The Biltmore Hotel—where the IGC met to finalize plans for their June flower show—had opened its doors on New Year’s Eve in 1913 at a cost of $10 million dollars. Spanning the entire block between Vanderbilt and Madison Avenues and 43rd and 44th Streets, the hotel was designed by Warren & Wetmore, who were also the architects of Grand Central Terminal and the Grand Central Palace. It had one thousand bedrooms, a number of dining areas, a grand ballroom, and a variety of other high-end amenities. (The famous clock that hung at the entrance to the Palm Court was a legendary meeting spot.) The Biltmore was also a popular place for large gatherings, and its location near the spring flower show made it the ideal site for the IGC to conduct their business in April 1916.
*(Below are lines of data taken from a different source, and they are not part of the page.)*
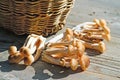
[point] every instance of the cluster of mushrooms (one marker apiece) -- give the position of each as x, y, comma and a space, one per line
69, 51
29, 52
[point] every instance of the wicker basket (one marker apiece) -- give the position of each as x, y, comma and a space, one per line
43, 17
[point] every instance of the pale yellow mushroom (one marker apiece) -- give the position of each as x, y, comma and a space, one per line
97, 22
12, 50
16, 58
28, 60
84, 62
74, 64
96, 46
104, 26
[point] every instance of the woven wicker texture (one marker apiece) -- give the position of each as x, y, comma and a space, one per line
43, 17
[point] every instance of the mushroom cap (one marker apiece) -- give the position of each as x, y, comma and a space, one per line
74, 64
16, 58
28, 60
84, 62
25, 51
12, 50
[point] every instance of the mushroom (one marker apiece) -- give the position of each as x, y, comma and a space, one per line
97, 46
74, 64
12, 50
84, 62
104, 26
16, 58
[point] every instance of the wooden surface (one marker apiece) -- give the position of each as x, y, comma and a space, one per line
104, 66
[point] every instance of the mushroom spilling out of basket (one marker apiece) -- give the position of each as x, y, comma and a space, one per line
29, 52
67, 49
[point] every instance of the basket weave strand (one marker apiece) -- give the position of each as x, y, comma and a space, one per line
42, 17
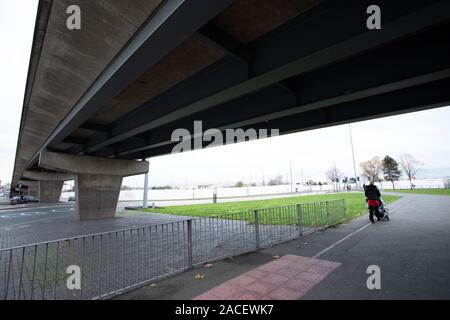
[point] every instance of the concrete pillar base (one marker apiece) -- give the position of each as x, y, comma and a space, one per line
97, 180
50, 191
97, 195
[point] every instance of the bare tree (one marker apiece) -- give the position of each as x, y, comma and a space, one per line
372, 169
411, 167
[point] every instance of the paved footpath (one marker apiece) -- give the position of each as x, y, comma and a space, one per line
412, 251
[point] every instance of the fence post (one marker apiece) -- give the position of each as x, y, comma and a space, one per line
258, 243
300, 219
344, 208
190, 263
328, 213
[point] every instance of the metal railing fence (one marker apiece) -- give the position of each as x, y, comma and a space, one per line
117, 261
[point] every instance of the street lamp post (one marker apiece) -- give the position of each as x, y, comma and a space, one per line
145, 201
353, 155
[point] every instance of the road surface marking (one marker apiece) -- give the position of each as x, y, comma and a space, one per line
353, 233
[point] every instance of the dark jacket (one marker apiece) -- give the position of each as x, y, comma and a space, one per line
372, 192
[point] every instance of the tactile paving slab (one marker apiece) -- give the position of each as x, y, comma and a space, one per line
287, 278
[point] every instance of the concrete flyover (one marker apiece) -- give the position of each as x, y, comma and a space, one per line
137, 70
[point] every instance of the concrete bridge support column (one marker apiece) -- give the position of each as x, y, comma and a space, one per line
50, 191
97, 180
33, 187
49, 185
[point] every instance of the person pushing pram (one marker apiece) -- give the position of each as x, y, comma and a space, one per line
375, 203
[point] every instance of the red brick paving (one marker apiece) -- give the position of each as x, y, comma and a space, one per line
287, 278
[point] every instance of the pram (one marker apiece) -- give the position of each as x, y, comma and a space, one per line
378, 209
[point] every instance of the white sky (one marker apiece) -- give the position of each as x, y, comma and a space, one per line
425, 134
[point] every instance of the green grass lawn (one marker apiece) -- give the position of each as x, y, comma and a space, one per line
444, 192
355, 205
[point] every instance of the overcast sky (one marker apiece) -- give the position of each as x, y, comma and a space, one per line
425, 135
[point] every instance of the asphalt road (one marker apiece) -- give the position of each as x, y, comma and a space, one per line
412, 251
20, 216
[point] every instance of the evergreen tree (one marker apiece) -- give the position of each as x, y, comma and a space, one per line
391, 170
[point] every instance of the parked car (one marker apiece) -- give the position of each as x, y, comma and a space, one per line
23, 199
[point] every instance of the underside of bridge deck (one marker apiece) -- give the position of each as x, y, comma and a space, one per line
122, 84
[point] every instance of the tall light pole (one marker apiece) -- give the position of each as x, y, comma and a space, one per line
353, 155
145, 201
290, 169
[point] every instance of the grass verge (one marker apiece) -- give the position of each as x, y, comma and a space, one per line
355, 204
443, 192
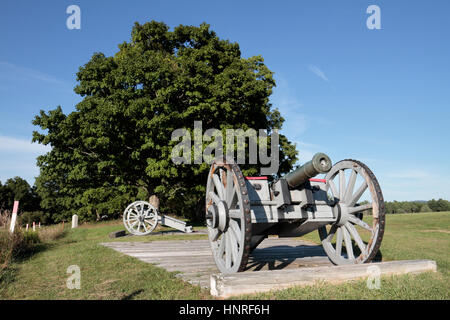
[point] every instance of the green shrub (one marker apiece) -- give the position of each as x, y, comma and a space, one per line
34, 216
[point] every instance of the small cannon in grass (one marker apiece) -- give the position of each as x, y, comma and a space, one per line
242, 211
141, 218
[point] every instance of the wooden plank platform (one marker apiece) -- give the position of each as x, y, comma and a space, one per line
280, 263
193, 258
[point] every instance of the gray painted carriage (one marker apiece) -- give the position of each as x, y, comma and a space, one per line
242, 211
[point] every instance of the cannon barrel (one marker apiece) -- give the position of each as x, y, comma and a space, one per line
320, 163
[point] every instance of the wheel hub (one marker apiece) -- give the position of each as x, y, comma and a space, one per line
341, 212
220, 216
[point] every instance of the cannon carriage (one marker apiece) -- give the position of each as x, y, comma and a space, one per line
242, 211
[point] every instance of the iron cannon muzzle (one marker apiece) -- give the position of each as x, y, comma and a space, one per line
320, 163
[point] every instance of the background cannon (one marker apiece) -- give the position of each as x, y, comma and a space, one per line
242, 211
140, 218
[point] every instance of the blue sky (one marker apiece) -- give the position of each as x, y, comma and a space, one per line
380, 96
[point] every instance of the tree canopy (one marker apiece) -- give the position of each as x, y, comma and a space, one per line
116, 146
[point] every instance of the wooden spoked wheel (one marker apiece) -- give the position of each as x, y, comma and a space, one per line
355, 191
140, 218
228, 215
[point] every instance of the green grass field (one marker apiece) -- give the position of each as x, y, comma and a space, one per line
106, 274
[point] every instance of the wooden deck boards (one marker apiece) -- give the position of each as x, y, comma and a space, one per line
275, 264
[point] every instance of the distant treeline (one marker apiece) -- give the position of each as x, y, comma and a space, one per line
31, 210
417, 206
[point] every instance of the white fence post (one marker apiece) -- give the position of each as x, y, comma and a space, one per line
74, 221
14, 216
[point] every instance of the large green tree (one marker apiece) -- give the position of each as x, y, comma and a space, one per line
117, 146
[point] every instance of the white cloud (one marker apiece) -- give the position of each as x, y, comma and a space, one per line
316, 70
29, 73
21, 146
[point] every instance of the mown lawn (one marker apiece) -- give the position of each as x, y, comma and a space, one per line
107, 274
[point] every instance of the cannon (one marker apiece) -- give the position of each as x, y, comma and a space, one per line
346, 207
140, 218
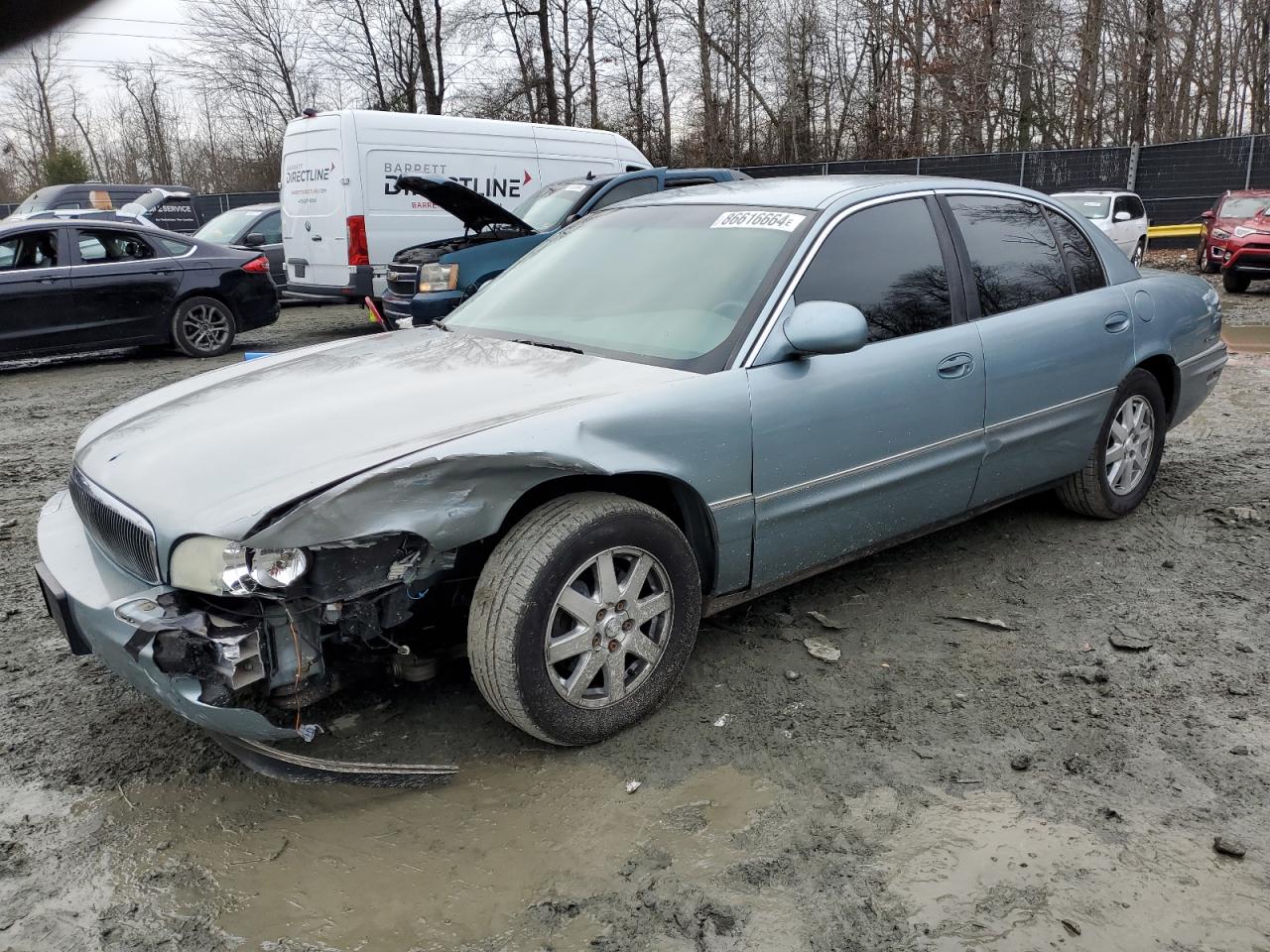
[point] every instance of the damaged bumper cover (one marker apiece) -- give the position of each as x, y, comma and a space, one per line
105, 613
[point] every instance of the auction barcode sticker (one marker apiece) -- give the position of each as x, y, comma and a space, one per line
778, 221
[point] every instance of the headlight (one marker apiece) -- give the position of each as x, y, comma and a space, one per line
220, 566
439, 277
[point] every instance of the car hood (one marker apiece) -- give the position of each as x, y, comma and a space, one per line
220, 452
470, 207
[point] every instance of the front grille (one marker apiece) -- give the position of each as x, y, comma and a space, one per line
118, 530
403, 278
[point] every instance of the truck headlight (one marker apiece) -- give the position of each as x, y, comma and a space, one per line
220, 566
439, 277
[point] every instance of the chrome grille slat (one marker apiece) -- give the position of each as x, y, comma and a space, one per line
118, 530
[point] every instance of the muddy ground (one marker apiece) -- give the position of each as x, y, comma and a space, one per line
944, 785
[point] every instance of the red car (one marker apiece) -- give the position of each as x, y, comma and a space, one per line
1236, 239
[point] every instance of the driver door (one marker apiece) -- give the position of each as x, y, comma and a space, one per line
123, 289
855, 449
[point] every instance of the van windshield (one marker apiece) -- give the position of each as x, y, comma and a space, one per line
668, 285
549, 206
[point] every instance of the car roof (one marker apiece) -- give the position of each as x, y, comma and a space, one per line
818, 190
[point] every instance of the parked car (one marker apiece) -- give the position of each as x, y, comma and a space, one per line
494, 239
666, 411
169, 207
252, 227
1118, 214
343, 217
91, 285
1236, 239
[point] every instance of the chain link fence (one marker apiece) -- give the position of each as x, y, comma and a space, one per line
1176, 180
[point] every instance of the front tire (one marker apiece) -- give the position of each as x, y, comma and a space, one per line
203, 326
1125, 458
1234, 282
584, 617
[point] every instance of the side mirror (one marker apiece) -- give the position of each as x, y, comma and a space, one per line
826, 327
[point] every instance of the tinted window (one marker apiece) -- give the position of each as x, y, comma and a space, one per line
271, 226
31, 249
887, 262
1086, 268
104, 245
176, 248
1012, 253
645, 185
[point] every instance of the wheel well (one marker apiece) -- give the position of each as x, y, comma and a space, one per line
1166, 373
672, 498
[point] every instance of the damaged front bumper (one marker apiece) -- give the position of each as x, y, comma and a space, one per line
85, 593
102, 611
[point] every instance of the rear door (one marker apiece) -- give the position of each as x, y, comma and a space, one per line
123, 285
314, 203
36, 308
1057, 339
855, 449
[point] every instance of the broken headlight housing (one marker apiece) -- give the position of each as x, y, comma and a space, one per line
439, 277
220, 566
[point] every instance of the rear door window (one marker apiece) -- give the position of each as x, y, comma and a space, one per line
28, 250
887, 262
1080, 259
1014, 257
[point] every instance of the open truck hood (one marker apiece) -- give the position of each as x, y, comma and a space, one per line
220, 452
471, 208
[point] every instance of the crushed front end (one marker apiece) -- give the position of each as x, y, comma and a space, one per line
240, 643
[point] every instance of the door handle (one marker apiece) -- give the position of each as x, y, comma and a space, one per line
1116, 322
955, 366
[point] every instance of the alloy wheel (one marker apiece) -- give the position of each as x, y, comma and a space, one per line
607, 627
206, 327
1129, 444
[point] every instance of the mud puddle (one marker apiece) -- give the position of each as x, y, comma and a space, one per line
1247, 338
386, 870
982, 874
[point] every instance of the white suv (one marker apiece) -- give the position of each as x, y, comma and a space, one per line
1119, 214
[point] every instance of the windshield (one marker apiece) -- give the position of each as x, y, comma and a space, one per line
227, 226
1242, 207
1088, 206
549, 206
668, 284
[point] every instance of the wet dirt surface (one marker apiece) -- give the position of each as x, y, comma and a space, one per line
943, 785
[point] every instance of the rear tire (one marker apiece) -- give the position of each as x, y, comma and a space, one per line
1103, 490
203, 326
567, 639
1234, 282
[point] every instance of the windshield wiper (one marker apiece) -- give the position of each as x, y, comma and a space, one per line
549, 347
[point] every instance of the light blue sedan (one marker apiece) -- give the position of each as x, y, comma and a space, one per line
667, 409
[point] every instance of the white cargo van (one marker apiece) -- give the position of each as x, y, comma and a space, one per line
343, 217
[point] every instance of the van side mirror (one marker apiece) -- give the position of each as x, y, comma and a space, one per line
826, 327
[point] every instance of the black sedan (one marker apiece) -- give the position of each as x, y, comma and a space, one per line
86, 286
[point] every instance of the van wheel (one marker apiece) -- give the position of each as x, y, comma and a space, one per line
202, 326
1124, 461
583, 617
1234, 282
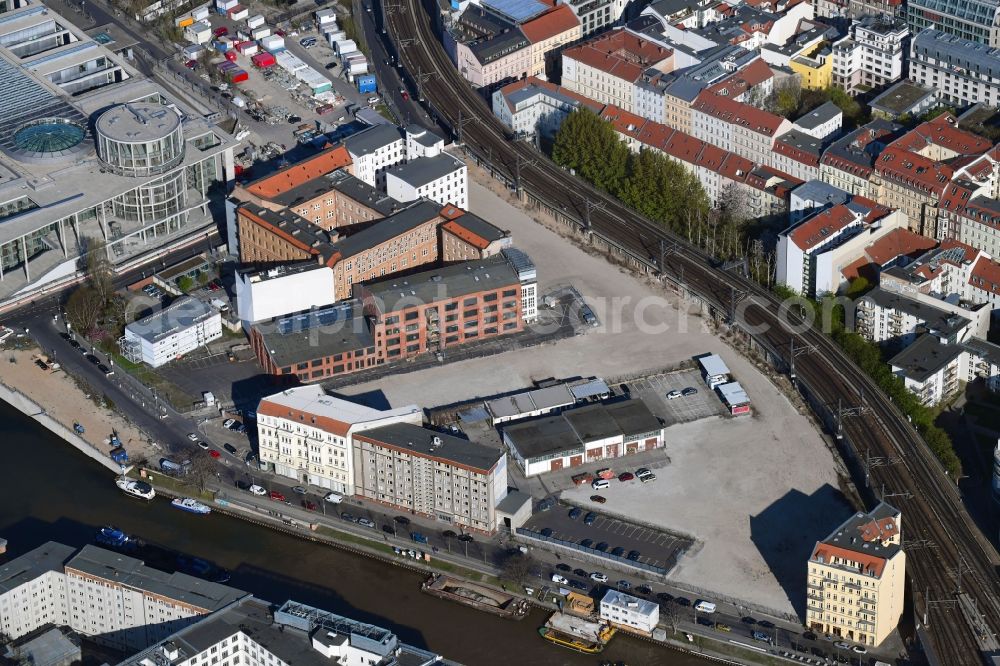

Biltmore Hotel, New York City. The New York Public Library. The now-demolished Biltmore—which was designed by Warren & Wetmore as part of the Grand Central Terminal complex—opened its doors in 1913. This was where Dr. George Norton Miller presided over a meeting of the International Garden Club in April 1916.

Although Zelia Hoffman and the IGC were inspired by the International Flower Show, they could not compete with the enormous scale of that event in size, prize money, and showmanship. So how could the club create a smaller show that was special enough to attract a large number of visitors? A fresh angle was needed, and the pastoral grounds of the new waterfront headquarters in the Bronx provided the perfect setting for what the IGC claimed would be “the first out-door flower show held in the vicinity of New York.” In addition, the location of the Bartow mansion—which was near the Westchester County line—made the show easily accessible to amateur gardeners in the ever-expanding suburbs north of New York City. Finally, the IGC Journal discloses that the idea for a show en plein air had been influenced by English precedents. “The inauguration of open air flower shows in New York is an enterprise well worthwhile, and . . . ultimately they may be made as delightful an outdoor recreation as they have been for years in England.”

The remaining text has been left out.